Quando suona l'ultima campanella tiro un sospiro interno perché questa ultima prima giornata di scuola assurda è finita, alcuni dei miei compagni non sono così discreti e sbuffano sonoramente, la professoressa d'italiano, quella che avevamo all'ultima ora, lancia loro un'occhiataccia, ma non li rimprovera, sospetto che sia perché hanno fatto esattamente quello che farebbe anche lei se solo non fosse poco professionale; constare quanto lo stesso corpo docente sia scontento di questa nostra nuova locazione (alcuni degli insegnanti sono ora costretti a fare avanti e indietro da questa all'altra sede nei loro spacchi) non fa altro che aumentare i dubbi su chi abbia consultato la preside per prendere quest'assurda decisione e soprattutto chi l'abbia approvata.

Esco da scuola e avverto un tremendo senso di smarrimento attanagliarmi lo stomaco, deglutisco e cerco di scacciarlo mentre mi mischio a tutti quegli studenti che non ho mai visto.
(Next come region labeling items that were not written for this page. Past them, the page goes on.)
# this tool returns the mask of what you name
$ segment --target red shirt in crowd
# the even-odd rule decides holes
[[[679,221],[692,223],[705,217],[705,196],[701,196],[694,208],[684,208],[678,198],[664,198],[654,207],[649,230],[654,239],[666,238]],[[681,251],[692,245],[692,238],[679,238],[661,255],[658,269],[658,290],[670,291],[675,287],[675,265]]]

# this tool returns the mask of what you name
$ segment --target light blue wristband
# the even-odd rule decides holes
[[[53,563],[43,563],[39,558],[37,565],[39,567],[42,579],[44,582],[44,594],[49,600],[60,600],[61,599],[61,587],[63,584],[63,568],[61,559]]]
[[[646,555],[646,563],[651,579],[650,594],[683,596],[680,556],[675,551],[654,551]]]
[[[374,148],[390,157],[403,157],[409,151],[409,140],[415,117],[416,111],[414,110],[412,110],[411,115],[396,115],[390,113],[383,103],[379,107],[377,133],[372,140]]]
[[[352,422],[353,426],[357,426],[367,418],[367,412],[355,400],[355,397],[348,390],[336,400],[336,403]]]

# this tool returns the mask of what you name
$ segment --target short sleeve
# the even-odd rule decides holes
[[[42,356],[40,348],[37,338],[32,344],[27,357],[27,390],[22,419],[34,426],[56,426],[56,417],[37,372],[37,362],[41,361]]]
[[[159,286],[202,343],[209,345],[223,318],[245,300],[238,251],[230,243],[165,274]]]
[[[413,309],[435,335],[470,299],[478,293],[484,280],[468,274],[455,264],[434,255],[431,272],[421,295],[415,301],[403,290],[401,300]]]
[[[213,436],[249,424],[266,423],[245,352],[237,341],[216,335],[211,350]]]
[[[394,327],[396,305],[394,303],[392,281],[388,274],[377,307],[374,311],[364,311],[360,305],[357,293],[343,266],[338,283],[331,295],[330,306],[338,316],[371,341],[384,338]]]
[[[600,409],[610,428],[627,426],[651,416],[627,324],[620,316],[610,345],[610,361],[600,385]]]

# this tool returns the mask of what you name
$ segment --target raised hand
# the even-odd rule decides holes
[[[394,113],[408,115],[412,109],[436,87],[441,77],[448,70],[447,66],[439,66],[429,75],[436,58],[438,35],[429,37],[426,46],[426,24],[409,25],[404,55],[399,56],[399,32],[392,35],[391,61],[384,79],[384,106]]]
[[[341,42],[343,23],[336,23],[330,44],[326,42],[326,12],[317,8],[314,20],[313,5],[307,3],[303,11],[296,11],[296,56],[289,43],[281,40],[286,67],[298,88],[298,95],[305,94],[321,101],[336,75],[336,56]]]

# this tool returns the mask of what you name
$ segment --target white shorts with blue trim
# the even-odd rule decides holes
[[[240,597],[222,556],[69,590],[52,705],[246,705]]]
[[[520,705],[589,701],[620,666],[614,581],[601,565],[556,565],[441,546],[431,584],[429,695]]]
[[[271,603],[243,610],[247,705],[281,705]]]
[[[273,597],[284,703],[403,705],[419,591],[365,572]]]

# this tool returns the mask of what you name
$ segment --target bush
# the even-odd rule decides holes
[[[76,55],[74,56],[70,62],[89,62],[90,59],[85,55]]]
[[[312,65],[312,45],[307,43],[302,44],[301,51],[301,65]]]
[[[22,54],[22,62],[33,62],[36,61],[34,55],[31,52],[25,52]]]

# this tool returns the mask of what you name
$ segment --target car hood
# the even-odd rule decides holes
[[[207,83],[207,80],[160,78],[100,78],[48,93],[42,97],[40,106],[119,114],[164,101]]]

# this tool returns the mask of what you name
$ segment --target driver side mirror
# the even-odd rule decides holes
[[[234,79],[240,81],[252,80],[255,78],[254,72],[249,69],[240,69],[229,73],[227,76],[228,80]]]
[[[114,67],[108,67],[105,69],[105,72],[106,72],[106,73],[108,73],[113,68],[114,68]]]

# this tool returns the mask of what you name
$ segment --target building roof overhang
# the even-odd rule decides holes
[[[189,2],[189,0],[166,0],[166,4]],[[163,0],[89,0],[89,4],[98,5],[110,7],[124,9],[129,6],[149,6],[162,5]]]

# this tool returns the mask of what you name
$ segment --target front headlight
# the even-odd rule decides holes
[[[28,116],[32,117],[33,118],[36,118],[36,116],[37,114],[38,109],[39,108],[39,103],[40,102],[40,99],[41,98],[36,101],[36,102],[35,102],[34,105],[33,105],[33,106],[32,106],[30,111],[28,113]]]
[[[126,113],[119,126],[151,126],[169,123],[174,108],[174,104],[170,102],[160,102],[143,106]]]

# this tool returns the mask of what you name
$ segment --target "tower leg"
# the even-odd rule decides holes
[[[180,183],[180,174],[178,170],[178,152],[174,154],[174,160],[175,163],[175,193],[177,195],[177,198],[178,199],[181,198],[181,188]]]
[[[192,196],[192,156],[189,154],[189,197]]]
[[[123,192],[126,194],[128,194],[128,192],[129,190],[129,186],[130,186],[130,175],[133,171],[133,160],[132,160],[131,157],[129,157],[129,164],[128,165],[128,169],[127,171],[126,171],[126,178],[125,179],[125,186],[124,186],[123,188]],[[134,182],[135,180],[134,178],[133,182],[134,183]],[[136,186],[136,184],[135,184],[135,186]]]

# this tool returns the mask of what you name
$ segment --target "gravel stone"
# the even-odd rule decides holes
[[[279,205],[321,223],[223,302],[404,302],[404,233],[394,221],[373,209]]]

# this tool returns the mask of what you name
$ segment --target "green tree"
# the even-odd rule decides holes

Guardo l'orologio e sono lieta che per il primo giorno ci abbiano concesso di uscire alle undici, in realtà anche l'orario d'ingresso era posticipato alle nove, ma noi ci siamo incontrati nella piazza sotto la nostra scuola per brindare all'ultimo anno con le altre quinte e poi siamo venuti qui insieme. Per arrivare abbiamo dovuto prendere pullman e metro e adesso mi toccherà rifare lo stesso lungo tragitto anche al ritorno, una strada molto diversa da quella che ho percorso negli anni in cui la scuola era vicino a casa mia. La parte peggiore è che nessuno deve andare nella mia direzione, così sono anche costretta a sorbirmi questo tragitto da sola.

Ho salutato i miei compagni prima di uscire dalla classe perché avevo immaginato che fuori ci sarebbe stata confusione, quindi, non dovendo aspettare nessuno, mi dirigo spedita verso la discesa per la metropolitana.